The lightly regarded American duo shot a 6-under 66 on Saturday, giving them a one-stroke lead over France (62) and Scotland (66) going into Sunday's final round at the Mission Hills Golf Club in southern China.
They are 20-under 196 and have led after all three rounds.
Scores dipped on a warm, sun-drenched Saturday with teams playing the easier fourballs (better-ball) format. Sunday will be tougher playing foursomes (alternate-shot) in what is still a stroke-play event.
South Africa (66) and England (67) were two strokes off the lead. Argentina (64), the Netherlands (65) and Germany (66) were three behind.
Weekley and Slocum said they struggled all day with firm greens, tough pin placements and a swirling wind. In addition, neither made many putts. The exception was Weekley's eagle 3 on No. 3, where he hit a 4-iron to 15 feet and then dropped the uphill putt.
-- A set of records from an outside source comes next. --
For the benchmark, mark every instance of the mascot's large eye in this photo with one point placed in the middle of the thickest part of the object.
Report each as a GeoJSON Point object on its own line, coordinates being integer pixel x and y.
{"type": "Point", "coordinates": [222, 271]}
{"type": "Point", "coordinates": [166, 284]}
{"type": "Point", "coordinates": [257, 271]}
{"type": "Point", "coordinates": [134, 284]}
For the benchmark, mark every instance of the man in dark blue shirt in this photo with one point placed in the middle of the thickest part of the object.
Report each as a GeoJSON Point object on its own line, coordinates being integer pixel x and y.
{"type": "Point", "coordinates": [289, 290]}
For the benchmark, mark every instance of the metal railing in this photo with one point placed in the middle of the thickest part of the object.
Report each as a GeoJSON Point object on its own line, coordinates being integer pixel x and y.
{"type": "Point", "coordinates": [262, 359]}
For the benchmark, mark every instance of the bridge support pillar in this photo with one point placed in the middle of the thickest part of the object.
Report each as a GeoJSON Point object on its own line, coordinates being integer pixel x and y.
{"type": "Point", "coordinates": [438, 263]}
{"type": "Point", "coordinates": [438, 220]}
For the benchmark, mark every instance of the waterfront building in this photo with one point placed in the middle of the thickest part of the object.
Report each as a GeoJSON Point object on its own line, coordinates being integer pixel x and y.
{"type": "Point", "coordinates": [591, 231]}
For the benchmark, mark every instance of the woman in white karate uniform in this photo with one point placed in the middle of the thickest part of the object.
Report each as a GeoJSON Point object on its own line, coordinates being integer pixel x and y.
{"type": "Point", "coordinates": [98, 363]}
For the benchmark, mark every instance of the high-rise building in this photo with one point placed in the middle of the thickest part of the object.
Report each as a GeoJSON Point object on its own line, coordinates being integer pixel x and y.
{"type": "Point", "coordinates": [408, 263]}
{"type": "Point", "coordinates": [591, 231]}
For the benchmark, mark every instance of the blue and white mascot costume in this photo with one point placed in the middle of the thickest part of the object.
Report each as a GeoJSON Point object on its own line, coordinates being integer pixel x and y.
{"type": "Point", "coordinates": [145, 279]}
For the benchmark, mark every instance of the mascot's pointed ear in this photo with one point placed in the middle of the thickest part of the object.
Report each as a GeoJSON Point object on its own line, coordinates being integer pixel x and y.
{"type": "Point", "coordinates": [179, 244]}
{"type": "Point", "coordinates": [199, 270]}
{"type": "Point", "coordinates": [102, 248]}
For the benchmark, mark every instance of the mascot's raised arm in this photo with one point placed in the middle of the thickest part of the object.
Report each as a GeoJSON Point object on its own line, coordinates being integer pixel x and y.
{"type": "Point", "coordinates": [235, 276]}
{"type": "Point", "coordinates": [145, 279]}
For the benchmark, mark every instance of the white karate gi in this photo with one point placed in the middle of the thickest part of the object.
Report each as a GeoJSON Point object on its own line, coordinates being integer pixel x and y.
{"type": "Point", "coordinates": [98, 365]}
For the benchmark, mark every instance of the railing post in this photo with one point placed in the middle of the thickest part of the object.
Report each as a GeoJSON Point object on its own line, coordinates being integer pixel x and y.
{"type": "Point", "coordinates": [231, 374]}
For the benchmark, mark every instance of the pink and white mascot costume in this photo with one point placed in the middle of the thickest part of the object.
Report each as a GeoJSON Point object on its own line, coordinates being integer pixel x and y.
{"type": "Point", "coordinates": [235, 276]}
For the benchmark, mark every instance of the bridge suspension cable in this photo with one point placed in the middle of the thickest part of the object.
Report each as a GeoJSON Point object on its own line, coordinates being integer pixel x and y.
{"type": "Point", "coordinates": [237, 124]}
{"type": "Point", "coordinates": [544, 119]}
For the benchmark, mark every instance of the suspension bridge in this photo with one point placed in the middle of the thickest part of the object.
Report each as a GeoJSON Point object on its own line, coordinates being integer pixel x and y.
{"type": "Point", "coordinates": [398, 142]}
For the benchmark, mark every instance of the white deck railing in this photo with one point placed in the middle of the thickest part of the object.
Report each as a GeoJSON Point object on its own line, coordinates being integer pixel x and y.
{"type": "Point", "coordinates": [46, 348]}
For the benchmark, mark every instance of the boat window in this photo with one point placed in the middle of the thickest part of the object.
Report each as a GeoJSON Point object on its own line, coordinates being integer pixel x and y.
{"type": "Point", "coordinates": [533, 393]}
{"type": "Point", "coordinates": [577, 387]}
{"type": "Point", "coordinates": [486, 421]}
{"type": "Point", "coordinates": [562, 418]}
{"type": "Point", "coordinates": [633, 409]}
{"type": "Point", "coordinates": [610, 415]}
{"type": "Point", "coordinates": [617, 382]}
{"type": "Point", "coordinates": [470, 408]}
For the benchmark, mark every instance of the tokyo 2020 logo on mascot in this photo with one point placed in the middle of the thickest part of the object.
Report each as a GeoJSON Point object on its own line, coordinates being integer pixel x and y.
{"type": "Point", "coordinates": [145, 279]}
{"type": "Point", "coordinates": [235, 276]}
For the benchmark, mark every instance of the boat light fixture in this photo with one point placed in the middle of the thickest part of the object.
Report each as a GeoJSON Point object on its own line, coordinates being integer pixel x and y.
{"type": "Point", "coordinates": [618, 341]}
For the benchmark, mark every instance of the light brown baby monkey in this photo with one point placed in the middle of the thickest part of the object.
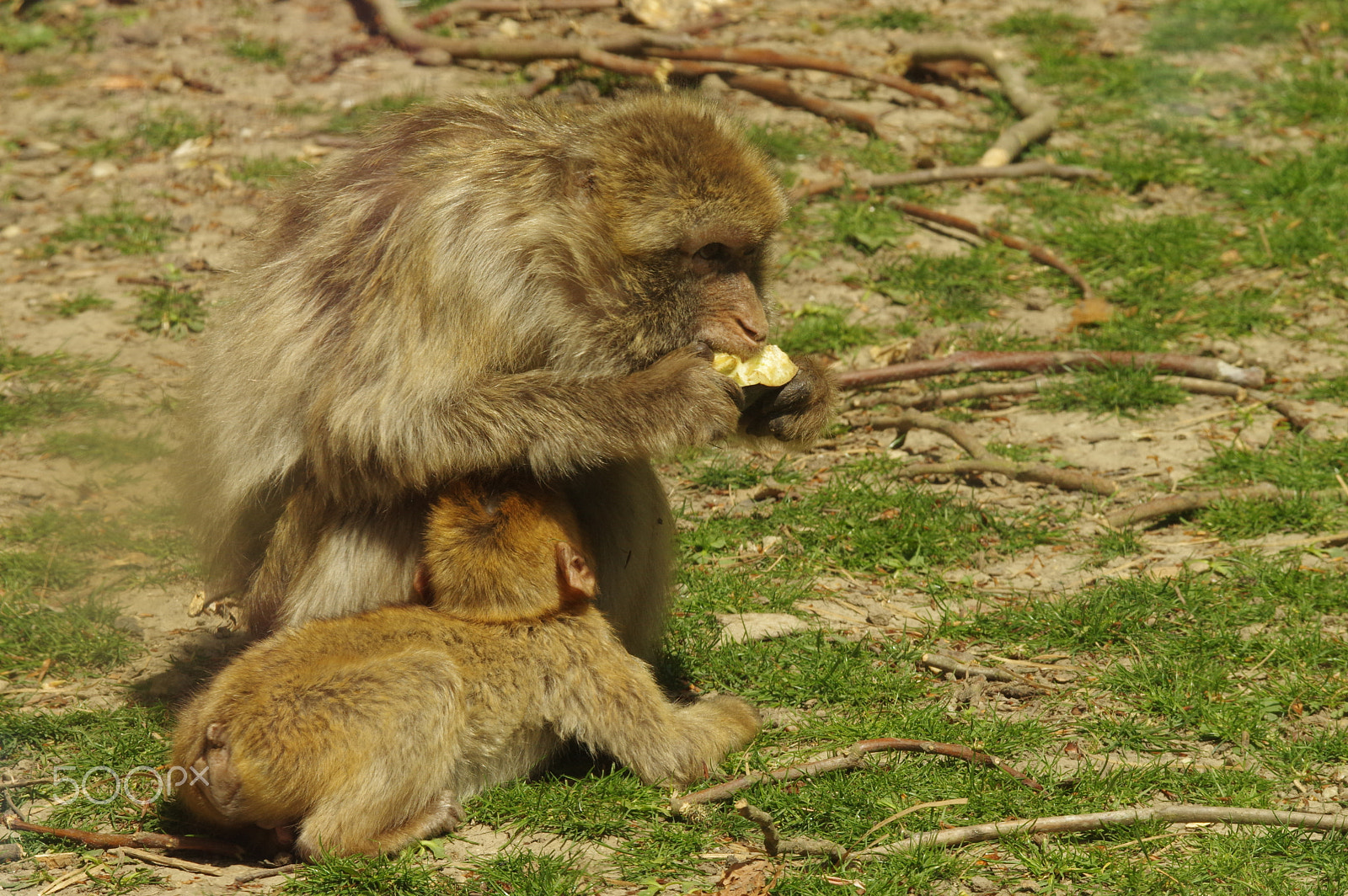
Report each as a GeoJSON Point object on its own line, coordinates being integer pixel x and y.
{"type": "Point", "coordinates": [368, 732]}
'It was just a tough day overall, it was a grind out there,' Weekley said. 'It wasn't like the first day when we hit it in there close and made some putts.'
Said Slocum: 'We survived with both of us not playing our best golf. So we have to feel a little fortunate.'
After jousting with France for the lead, the United States moved to 20 under for the tournament -- and a one-stroke lead over the French -- with Slocum's birdie on No. 13.
Weekley was chosen to play in the event after 13 other higher ranked Americans players declined. He then picked Florida high school friend Slocum as his partner. Both players have already won more than $2 million this season, and they'll each get $800,000 if they clinch victory here.
Scotland went to 19 under when Colin Montgomerie dropped a 12-foot birdie on the 18th. Montgomerie and Warren were the runners-up last year against Germany's Bernhard Langer and Marcel Siem. They did not return to defend.
The French pair of Raphael Jacquelin and Gregory Havret moved into contention with a 62 after starting the day five strokes behind the Americans. Havret had an eagle on No. 9, which helped to propel them up the leaderboard.
Both French players are part of a modest campaign to make golf more popular at home.
'This kind of result can definitely change things in France,' said Havret, who turns 31 on Sunday.
'The World Cup of Golf is very important to us because it's an international name,' Havret said. 'You know, if you win in Italy or Spain -- or whatever the tournament -- it's just the Open of the country. The World Cup means a lot in any country.'
The World Cup was prestigious years ago with winners like Jack Nicklaus, Ben Hogan, Sam Snead and Arnold Palmer, but lost much of its status recently without big-name winners. Woods won back-to-back in 1999 and 2000, and Retief Goosen and Ernie Els of South Africa won in 2001.